Malgré ses soupçons selon lesquels l’APT31, ou d’autres mauvais acteurs en Chine, ont lancé les attaques de 2018, le PST a décidé de clore l’enquête en raison d’un manque de preuves concrètes, a déclaré Kathrine Tonstad, avocate principale de l’agence.

« Il s’agissait d’une cyberattaque avancée et professionnelle contre des systèmes informatiques », a-t-elle déclaré. « Il a été exécuté d’une manière très sophistiquée. Comme c’est souvent le cas dans ces situations, il peut être difficile de suivre les traces lorsqu’ils traversent de nombreux pays. Par conséquent, il est difficile de prouver avec un haut degré de certitude qui se cache derrière. Nous n’avons pas assez de preuves pour nous permettre de poursuivre l’enquête en vertu de nos lois sur le droit criminel. »

Les services centraux de renseignement norvégiens soupçonnent également que des acteurs de la menace en Chine étaient à l’origine d’une cyberattaque contre le système informatique du Storting (parlement national) le 10 mars 2021. Ine Eriksen Søreide, ministre norvégienne des Affaires étrangères, a accusé les acteurs de la menace parrainés par la Chine d’avoir lancé l’attaque, qui a pénétré le système de messagerie de Storting. La Chine a nié toute implication.

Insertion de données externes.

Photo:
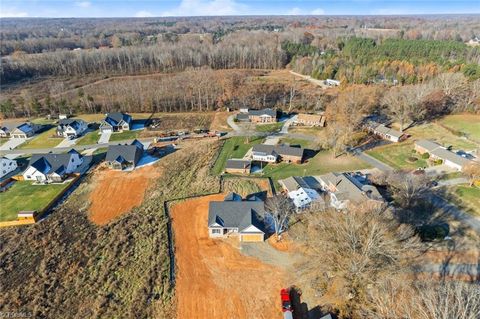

« Nous tenons la Chine responsable de l’attaque informatique », a déclaré Søreide. « Ceci est basé sur les renseignements des pays touchés et les traces numériques laissées par l’attaque. Les autorités chinoises ont le devoir de veiller à ce que ce type d’activité n’ait pas lieu sur leur territoire. Nos informations de renseignement sont que cette attaque informatique a été menée depuis la Chine. »

Les cyber-experts chargés d’enquêter sur la violation de données ont constaté que des pirates avaient exploité des vulnérabilités dans le système de messagerie de Storting, en particulier des failles de sécurité liées au serveur de messagerie Microsoft Exchange du parlement. La cyberattaque contre storting faisait partie d’une attaque beaucoup plus large contre les systèmes informatiques du monde entier qui exploitait les failles du logiciel de messagerie Microsoft Exchange Server.